The Web-centric approach of successful companies provides a formula for success that will be followed by others...becoming Web-centric will no longer be a fandiful exercise, but rather a central strategy for long-term business growth.
In 2001, many companies will seek out e-commerce platforms that provide the ability to "privatize" their commercial transactions with only preferred customers or suppliers. For a supplier, customer ownership and brand awareness will be a principal driver. For a buyer, confidentiality and trust in preferred suppliers are paramount concerns. Ultimately, the private market will be a key business platform, which will eventually provide communication with Enterprise Resource Planning (ERP) systems, e-marketplaces, mobile communication devices and other third party systems.
From e-commerce to e-collaboration
In the IT world, one speaks of the 3 "C"s when referring to a commercial Web site: content, community and commerce.

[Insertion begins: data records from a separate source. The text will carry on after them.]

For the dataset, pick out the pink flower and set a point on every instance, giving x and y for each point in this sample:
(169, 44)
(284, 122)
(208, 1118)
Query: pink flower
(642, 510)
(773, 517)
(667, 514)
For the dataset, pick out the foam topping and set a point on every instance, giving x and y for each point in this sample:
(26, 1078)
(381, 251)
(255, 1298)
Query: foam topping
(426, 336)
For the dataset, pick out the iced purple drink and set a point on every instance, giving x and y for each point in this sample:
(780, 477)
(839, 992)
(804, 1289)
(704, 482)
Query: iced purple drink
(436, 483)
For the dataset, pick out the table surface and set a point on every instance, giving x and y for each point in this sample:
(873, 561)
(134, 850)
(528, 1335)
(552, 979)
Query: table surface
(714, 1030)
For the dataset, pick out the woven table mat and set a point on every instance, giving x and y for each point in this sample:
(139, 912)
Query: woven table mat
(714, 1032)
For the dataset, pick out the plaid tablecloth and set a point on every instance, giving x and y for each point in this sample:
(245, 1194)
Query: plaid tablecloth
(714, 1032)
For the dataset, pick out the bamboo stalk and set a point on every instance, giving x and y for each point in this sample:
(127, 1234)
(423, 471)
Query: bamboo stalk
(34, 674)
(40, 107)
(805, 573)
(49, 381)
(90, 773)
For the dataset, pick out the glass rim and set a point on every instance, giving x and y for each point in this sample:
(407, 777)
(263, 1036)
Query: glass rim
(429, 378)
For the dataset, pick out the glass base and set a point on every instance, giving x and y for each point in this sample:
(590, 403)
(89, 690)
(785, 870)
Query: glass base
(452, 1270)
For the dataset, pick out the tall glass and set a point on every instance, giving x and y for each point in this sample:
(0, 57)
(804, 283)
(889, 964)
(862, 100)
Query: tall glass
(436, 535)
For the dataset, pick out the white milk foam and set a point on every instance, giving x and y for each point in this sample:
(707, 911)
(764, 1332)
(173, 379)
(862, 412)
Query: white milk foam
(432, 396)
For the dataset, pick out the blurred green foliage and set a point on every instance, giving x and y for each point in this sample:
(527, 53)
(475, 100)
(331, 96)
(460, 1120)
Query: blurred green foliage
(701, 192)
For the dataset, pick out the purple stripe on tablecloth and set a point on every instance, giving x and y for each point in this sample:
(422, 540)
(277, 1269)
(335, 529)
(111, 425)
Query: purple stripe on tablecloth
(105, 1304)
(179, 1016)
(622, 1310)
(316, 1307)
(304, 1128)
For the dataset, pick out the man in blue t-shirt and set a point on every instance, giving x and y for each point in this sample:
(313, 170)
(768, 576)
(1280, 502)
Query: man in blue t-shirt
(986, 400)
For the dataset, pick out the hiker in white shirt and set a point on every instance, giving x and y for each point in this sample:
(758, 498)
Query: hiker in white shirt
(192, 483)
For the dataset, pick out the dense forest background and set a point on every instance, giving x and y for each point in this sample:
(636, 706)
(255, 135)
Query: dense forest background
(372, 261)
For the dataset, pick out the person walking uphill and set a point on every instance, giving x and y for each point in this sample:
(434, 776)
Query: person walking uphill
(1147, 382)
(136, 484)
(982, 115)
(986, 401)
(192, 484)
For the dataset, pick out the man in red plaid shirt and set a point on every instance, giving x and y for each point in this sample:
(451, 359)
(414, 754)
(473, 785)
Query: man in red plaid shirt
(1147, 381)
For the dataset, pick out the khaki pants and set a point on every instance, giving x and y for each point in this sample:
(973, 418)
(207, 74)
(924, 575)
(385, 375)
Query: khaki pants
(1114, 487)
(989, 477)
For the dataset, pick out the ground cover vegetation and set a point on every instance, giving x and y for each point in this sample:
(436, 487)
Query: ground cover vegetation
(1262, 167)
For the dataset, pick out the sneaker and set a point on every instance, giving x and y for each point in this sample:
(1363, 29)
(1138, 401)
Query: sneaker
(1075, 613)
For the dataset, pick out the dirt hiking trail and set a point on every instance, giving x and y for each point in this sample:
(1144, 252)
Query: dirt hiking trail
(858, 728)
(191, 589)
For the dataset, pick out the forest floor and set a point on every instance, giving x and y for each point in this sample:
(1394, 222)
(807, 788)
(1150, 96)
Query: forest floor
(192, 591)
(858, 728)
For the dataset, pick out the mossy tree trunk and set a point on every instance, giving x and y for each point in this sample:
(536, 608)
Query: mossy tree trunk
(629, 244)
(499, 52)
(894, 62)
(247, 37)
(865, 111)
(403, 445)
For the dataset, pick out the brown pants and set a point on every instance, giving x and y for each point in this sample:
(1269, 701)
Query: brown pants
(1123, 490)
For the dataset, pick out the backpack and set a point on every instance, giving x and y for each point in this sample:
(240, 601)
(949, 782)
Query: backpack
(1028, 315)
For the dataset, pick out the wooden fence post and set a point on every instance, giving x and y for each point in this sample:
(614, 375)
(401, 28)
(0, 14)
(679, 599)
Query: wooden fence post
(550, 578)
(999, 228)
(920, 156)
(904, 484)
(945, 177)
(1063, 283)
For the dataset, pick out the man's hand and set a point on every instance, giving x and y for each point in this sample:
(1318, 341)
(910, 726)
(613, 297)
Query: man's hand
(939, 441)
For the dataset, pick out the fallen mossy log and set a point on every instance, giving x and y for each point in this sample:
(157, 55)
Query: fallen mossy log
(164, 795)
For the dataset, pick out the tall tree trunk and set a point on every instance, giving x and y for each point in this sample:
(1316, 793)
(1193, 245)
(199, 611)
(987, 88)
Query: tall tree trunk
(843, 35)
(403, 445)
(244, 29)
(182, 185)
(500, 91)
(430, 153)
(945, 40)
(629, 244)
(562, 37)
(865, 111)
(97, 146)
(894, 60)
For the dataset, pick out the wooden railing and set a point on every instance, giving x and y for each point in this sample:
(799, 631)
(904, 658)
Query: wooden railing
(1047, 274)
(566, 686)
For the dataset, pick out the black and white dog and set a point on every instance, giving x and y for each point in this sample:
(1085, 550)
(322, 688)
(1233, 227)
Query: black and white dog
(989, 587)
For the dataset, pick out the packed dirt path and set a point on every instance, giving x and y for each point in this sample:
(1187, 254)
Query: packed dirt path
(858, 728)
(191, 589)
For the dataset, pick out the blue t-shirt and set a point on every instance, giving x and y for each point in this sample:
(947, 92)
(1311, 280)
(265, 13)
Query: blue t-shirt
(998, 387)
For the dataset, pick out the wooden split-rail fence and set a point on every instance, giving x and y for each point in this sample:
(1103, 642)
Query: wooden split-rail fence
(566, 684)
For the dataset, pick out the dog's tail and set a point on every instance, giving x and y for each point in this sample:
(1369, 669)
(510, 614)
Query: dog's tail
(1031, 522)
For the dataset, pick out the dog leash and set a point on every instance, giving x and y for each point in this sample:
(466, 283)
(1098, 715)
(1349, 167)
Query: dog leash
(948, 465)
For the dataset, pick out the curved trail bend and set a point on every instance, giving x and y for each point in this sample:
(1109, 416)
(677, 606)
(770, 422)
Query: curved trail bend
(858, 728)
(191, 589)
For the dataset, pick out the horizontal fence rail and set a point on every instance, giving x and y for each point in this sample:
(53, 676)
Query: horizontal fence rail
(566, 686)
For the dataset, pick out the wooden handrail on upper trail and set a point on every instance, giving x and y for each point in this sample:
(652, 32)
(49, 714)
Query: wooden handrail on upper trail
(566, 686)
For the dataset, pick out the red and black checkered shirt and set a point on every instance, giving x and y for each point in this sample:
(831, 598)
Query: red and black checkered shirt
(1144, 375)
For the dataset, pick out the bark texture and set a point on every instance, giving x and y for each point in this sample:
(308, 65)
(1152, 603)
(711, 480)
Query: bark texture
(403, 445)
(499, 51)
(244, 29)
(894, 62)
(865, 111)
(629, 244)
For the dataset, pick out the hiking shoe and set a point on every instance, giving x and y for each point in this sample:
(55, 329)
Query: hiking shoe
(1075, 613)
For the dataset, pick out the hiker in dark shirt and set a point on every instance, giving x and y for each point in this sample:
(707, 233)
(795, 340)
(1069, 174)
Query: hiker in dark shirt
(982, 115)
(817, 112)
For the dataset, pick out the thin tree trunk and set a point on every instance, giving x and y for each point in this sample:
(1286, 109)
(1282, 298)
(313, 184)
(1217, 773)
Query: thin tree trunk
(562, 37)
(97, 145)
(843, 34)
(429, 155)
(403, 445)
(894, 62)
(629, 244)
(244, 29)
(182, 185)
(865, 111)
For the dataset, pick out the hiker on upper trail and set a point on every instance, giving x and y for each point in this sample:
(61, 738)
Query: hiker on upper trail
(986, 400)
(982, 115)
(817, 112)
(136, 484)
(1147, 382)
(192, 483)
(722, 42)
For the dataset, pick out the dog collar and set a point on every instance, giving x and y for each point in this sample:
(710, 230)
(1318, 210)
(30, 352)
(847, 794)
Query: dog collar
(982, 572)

Although this is generally used as a formula for success, it can also be viewed as a statement of technology evolution. As we begin 2001, a fourth "C" should be added to this list: collaboration. In its simplest form, e-collaboration consists of using technology to facilitate an existing business activity. Whether it is drafting a proposal, managing a project or integrating a supply chain, successful collaboration will be essential to reducing inefficiencies in existing business processes.
In 2001, we will see this trend occurring as more companies begin to build functions into their corporate Intranets and Internet sites to enhance their value to the corporation. In this manner, these functions will allow employees, customers, suppliers and partners to more efficiently communicate and work together. Examples of these collaborative business functions include document drafting, engineering designs, sales force automation, project management and customer service.
As we begin 2001, some of us remain cautious about technology, while others remain believers in the promise of the Internet. The environmental marketplace is no exception. These two camps have dominated our collective psyche for the better part of the past decade with the latter growing in numbers every year. No matter what camp you currently find yourself in, it is evident that computers and the Internet will continue to be a growing part of our everyday lives, at home, school and work. Consequently, as business managers and executives, figuring out where and how technology can help a business be more productive and efficient should be a priority in the new year. These types of investments are not only prudent, but also necessary given the highly competitive nature of today's marketplace.